Industry insiders suggest that Samsung Electronics may apply a new process called hybrid bonding to stack 16-layer HBM4 products. Last year, SK Hynix announced it could apply hybrid bonding to 16-layer products, and Samsung appears to be improving the completeness of the same process to catch up. Hybrid bonding is a next-generation packaging technology that directly bonds copper without using 'bumps' to connect chips. Copper serves as the pathway for signals between semiconductors. Enhancing the hybrid bonding process allows for reducing chip size and improving performance.

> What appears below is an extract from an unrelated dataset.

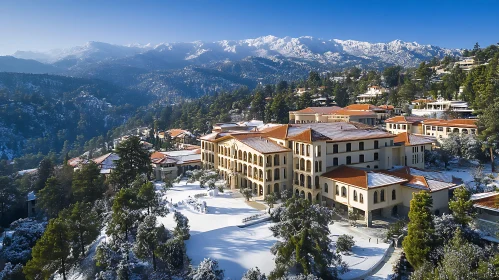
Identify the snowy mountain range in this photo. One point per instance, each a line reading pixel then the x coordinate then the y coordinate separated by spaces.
pixel 334 51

There is no indication that Samsung plans to abandon the thermocompression non-conductive film (TC-NCF) system, which has been considered inferior to SK Hynix's mass reflow-molded underfill (MR-MUF) technology in terms of yield, productivity, and heat dissipation performance. Samsung has consistently adhered to TC-NCF technology.
Chinese Pursuit Poses a Burden for All Big 3
The reason Vice Chairman Jeon Young-hyun of Samsung Electronics has gone 'all-in' on 1c DRAM and HBM4, even resorting to personnel reallocation, is based on the realistic goal of catching up with SK Hynix, the leader in HBM within the memory sector.
Recently, news of Chinese CXMT's mass production of high-value-added products (DDR5) has spread, fueling a sense of crisis in the industry that "falling behind in memory means the end." This concern applies to all Big 3 companies and is no exception for HBM. Increasing big tech orders in the ASIC (application-specific integrated circuit) domain, such as HBM, is the best card to outrun Chinese memory competition for a considerable period.
In particular, Samsung is advised to maximize its delivery performance related to smartphones like the Galaxy S25 before the 1c DRAM HBM4 market blooms at the end of the year. Park Yoo-ak, a researcher at Kiwoom Securities, said, "Through profitability improvements in the set business division (MX division) following the Galaxy S25 launch and expanded HBM sales to ASIC customers leading to growth in the DRAM segment's performance, Samsung Electronics is expected to achieve a turnaround in results in the first quarter."